After awkwardly painting over the green blotch and adding a second layer of mountains, Bob soothes my wounds by suggesting we add some foliage. To paint the trees, Bob uses a fan brush to paint the perfect bushy branches. I don't have a fan brush, so I begin stabbing the canvas with my flat brush getting out my anger from my previous mistake. They look ridiculous but they do resemble trees, sort-of.
Bob then suggests we add some highlights, and makes the bold choice of adding yellow to the trees and bushes. I try my best but my movements are clunky. My yellow highlights, dark green tree trucks, and brown river bed edges are messy. It's all okay though because Bob begins to chat about a squirrel he was looking after called Peapod and my annoyance melts away.
After some failed last-ditch attempt to blend the bottom of the painting, I'm finally done. I step back and gaze at my creation, and you know what? It's really not that bad! The sky looks nice, I think the placement of everything is spot on, and I actually like how bright and vibrant the whole thing is—like a colourful fever dream. If you squint your eyes and blur your vision, it actually looks pretty good! Happy with my work, I crouch down and carefully sign my name, tying myself to this painting forever.

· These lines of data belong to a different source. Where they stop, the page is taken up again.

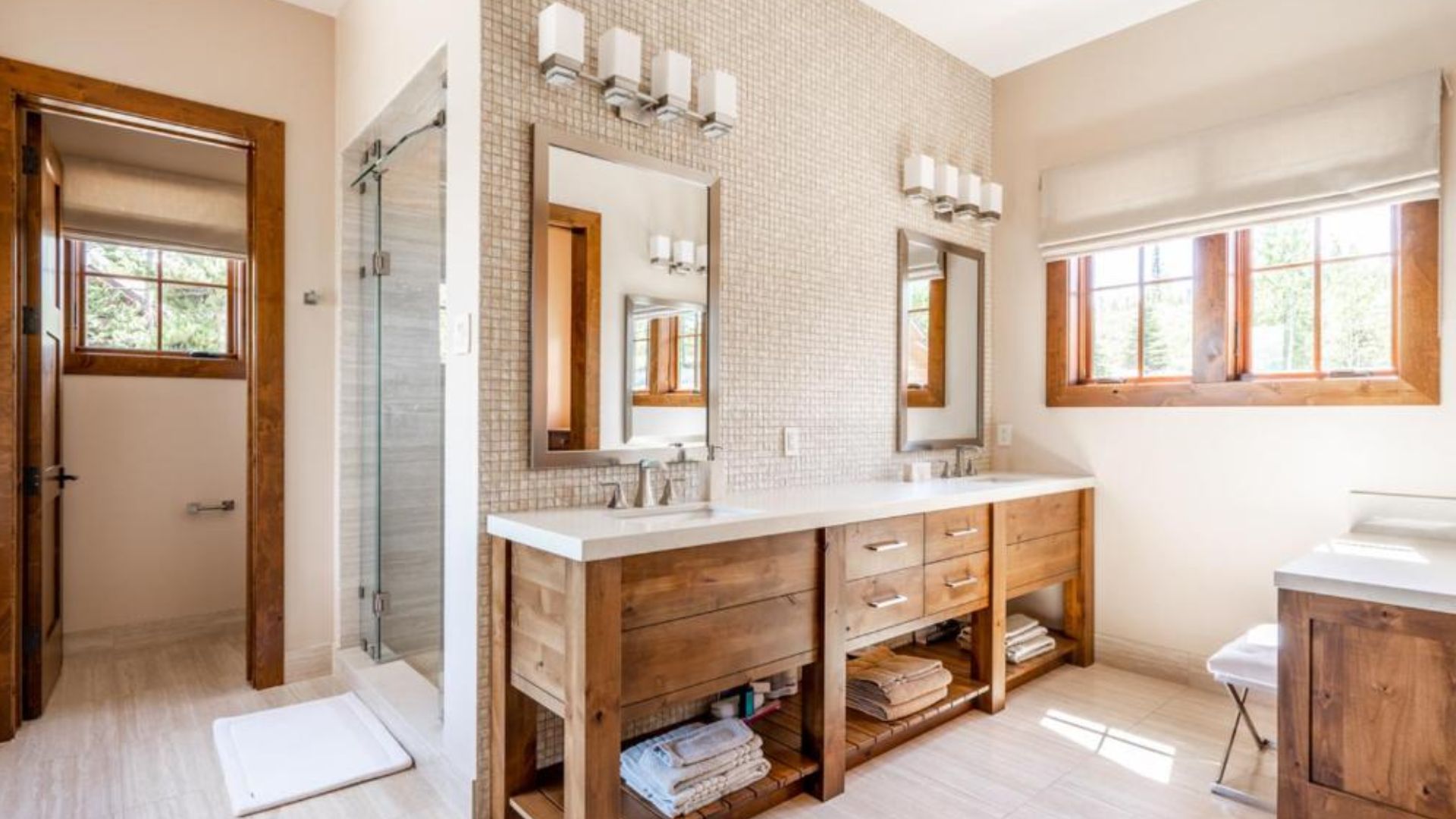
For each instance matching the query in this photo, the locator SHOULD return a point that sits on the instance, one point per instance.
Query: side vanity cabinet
(603, 643)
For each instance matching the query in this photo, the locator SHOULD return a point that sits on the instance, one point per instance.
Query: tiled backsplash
(833, 96)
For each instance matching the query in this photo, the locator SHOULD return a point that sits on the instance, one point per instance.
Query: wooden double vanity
(603, 617)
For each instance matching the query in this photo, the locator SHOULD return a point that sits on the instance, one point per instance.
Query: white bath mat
(283, 755)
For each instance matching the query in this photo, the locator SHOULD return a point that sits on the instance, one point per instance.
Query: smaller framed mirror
(941, 390)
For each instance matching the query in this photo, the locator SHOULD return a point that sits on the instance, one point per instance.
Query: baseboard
(308, 664)
(153, 632)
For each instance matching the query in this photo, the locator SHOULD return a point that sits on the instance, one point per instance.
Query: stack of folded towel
(889, 687)
(1027, 639)
(695, 765)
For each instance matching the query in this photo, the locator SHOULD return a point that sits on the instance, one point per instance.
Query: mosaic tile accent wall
(833, 96)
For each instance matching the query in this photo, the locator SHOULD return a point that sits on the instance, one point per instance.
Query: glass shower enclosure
(394, 376)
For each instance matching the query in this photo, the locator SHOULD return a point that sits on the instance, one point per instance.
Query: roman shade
(1381, 145)
(107, 200)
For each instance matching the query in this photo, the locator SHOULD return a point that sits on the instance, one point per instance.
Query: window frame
(661, 366)
(80, 359)
(1220, 344)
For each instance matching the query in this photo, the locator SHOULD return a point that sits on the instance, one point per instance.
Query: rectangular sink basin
(683, 512)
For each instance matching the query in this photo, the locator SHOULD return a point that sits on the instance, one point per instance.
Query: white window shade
(1363, 148)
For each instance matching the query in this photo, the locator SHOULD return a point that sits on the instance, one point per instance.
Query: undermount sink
(683, 512)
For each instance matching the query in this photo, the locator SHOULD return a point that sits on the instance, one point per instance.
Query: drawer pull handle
(887, 602)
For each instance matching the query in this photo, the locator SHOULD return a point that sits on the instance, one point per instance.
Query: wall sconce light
(951, 191)
(563, 47)
(561, 50)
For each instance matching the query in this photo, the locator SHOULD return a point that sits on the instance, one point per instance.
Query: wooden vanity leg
(513, 714)
(1076, 595)
(989, 626)
(593, 742)
(824, 679)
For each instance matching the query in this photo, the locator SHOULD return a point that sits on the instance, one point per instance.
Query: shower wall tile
(833, 98)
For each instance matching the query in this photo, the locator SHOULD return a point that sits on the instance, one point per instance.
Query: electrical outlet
(791, 442)
(1003, 435)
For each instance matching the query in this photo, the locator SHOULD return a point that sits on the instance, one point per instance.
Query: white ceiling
(1003, 36)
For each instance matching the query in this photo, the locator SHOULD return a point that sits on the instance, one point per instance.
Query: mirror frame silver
(902, 410)
(545, 139)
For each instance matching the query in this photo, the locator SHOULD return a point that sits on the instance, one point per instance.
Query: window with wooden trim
(150, 311)
(1335, 308)
(925, 318)
(667, 360)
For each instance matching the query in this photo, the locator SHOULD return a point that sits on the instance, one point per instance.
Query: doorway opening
(143, 283)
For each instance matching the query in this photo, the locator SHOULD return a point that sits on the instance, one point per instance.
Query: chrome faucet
(644, 496)
(965, 466)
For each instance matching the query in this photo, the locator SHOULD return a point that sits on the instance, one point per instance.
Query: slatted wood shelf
(1021, 673)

After a minute of quiet reflection, I immediately chuck the painting straight onto the market for the highest price tag possible. Surely someone out there will take my mad paint splashes as something deep and meaningful.
With my first step into the art world complete, I start to take on some of the commissions that have been piling up in my emails. I think with more practice and unlocking more of the advanced tools, I could conjure up a half-decent painting. Bob himself said that there are no mistakes, just happy accidents, so I'm treating my very first painting as one happy accident.